Royal Caribbean has announced it is reducing its workforce by around 26 percent in the U.S. due to the coronavirus which is hitting the cruise industry hard.
Royal Caribbean Reduces Workers
The cruise company which owns Royal Caribbean International, Celebrity Cruises and several others has announced it is reducing workers by around 26 percent due to the COVID-19 pandemic and the hard-hit cruise industry.
Workers will either be laid off permanently or furloughed as the cruise company tries to save money during the suspension of operations around the world. This will only impact part of the 5,000 total workers in the United States.

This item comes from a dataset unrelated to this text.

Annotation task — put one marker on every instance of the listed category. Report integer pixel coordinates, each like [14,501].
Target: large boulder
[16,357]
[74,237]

On Wednesday Royal Caribbean Ltd releases the following statement:
Earlier today, we told our employees the difficult news that we were laying off or furloughing approximately 26 percent of our more than 5,000 coworkers in the US.
We earlier announced the early conclusion of many crew contracts.

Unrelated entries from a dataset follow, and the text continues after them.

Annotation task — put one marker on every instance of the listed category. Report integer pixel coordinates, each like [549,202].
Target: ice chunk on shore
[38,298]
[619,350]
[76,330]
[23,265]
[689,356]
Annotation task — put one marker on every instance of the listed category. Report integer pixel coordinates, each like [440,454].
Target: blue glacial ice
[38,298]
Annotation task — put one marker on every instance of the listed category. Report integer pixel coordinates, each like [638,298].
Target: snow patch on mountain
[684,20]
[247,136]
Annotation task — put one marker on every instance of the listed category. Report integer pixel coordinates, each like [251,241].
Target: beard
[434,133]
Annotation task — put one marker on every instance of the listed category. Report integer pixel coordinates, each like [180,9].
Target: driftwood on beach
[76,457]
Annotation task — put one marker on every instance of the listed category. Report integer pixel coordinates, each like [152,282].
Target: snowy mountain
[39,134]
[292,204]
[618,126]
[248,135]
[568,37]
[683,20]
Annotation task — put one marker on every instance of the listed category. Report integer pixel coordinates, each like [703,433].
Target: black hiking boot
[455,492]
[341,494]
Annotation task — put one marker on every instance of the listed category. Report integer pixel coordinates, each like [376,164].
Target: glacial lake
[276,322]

The circumstances of the pandemic made this action unavoidable, and it hurts to part ways with so many good and talented people.
This comes as the cruise company is also ending crew member contracts early to help reduce the impact on its business. Right now we know cruise lines are working on arranging charter flights back home for crew members who still remain onboard ships.

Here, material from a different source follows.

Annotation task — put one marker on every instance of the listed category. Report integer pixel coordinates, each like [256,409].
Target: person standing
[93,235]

The charter flights are being arranged by the cruise lines themselves and dealing with travel has proved to be tricky with many countries implementing restrictions. Many workers in the U.S. are working from home during this pandemic and construction on the new Royal Caribbean Headquarters at Port of Miami is on hold for now.
The company recently announced an extension on the suspension of cruise operations which is now through May 11, 2020. However, following other cruise lines such as Carnival cruises are expected to be on hold for much longer through June.